How simultaneously proud and concerned the children must have been, the ones he coaches at the KO a las Drogas program Maroñas neighborhood of Montevideo, as they watched their mentor and hero continue to get up, to fight back, all the way until his frightening demise.
It likely would have been medically advisable for Estela to remain on his back to be tended to while concussed, but even after the fight was as conclusively over as one could be, Estela was still fighting to get to his feet.

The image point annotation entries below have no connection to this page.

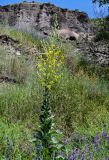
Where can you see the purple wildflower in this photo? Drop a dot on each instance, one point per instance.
(86, 149)
(108, 139)
(97, 139)
(90, 156)
(104, 134)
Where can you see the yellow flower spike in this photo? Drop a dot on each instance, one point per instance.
(49, 67)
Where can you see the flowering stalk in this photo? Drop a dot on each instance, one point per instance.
(49, 73)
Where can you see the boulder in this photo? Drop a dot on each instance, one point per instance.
(68, 34)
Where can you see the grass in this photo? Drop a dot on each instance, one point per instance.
(80, 101)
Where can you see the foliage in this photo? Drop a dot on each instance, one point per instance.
(48, 70)
(97, 149)
(79, 101)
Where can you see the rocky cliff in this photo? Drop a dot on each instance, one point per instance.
(41, 17)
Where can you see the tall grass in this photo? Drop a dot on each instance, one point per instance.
(80, 100)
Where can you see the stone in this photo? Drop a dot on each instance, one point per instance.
(39, 18)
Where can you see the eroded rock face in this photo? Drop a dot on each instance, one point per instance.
(41, 17)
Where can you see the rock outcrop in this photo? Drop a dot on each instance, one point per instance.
(39, 18)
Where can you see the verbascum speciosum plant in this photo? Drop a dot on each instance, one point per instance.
(49, 65)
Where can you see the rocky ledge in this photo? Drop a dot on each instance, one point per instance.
(40, 18)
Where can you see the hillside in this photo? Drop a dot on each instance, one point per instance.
(41, 17)
(54, 91)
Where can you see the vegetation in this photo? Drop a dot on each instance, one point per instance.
(79, 101)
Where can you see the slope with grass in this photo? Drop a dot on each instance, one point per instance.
(80, 101)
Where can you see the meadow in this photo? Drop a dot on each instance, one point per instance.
(79, 103)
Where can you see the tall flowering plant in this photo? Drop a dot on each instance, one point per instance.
(48, 67)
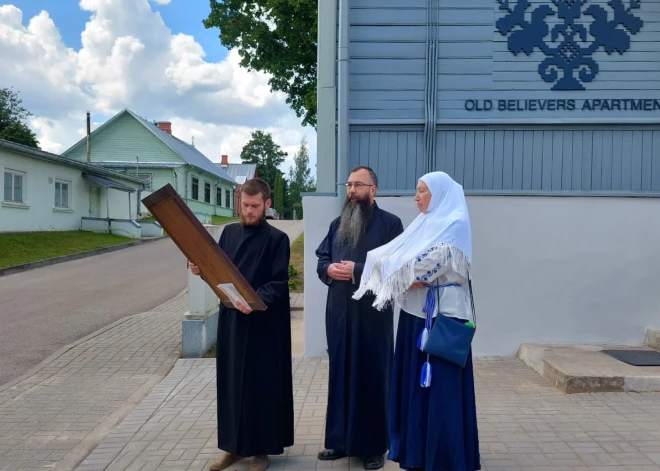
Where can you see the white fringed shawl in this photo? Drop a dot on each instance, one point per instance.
(444, 229)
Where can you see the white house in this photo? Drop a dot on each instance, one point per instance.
(556, 141)
(47, 192)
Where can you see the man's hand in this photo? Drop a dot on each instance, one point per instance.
(350, 266)
(243, 308)
(340, 272)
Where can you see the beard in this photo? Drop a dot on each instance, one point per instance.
(246, 222)
(355, 218)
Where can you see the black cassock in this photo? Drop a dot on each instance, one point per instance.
(360, 346)
(254, 373)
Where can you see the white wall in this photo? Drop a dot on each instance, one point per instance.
(545, 269)
(39, 213)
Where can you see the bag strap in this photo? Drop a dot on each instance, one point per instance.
(474, 313)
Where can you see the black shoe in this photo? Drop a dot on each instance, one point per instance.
(374, 462)
(329, 454)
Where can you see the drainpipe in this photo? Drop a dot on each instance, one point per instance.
(89, 138)
(107, 208)
(342, 105)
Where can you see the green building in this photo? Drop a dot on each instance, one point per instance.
(130, 144)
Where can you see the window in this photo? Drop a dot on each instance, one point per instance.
(61, 194)
(207, 192)
(14, 187)
(146, 178)
(195, 188)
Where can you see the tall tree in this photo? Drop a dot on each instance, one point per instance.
(288, 209)
(278, 194)
(300, 174)
(262, 150)
(277, 37)
(12, 120)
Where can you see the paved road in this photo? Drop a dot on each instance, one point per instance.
(43, 310)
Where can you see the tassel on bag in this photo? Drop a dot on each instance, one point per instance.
(427, 371)
(425, 380)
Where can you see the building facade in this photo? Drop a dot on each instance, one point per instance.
(130, 144)
(47, 192)
(547, 112)
(240, 173)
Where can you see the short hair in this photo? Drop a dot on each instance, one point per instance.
(372, 174)
(255, 186)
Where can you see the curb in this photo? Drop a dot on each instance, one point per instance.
(76, 256)
(54, 356)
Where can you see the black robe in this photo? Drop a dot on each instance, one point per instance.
(360, 346)
(254, 372)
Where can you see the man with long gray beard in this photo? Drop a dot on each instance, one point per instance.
(360, 338)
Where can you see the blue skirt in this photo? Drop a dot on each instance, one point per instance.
(433, 428)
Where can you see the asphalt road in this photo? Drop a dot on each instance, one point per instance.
(45, 309)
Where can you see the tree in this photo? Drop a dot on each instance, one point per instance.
(288, 209)
(262, 150)
(12, 120)
(278, 194)
(300, 176)
(277, 37)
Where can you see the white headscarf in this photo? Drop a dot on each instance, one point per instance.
(389, 270)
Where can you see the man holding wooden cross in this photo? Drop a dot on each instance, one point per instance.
(253, 359)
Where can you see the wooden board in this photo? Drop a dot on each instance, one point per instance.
(198, 246)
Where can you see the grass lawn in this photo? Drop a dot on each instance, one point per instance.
(26, 247)
(297, 265)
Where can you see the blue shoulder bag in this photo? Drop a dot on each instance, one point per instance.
(445, 338)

He didn't quite have the strength to sit on the stool, not to mention, what would reportedly be ruled a broken rib at the local hospital no doubt made lying down or sitting and compressing his midsection agonizing. He couldn't quite stand, so he knelt, an oxygen mask strapped to his face. Fierro walked over towards him holding the plush Minnie Mouse he carries with him to the ring as a message to his daughter. There was a look of sympathy on his face, and he held the doll outstretched in his hand almost reflexively, as if he were offering a gift of condolence, unsure of what to do for the man he'd just pummeled.
When Estela woke up in the morning, he reportedly could barely move, needing assistance to make it down to the airport shuttle. Rather than spend an extra night or two in Mexico to recover, he wanted to get back to Montevideo.
He’d made a commitment to the sport, and to the kids for whom the ring was the alternative to the life he narrowly escaped. He was still on his feet. He needed to be.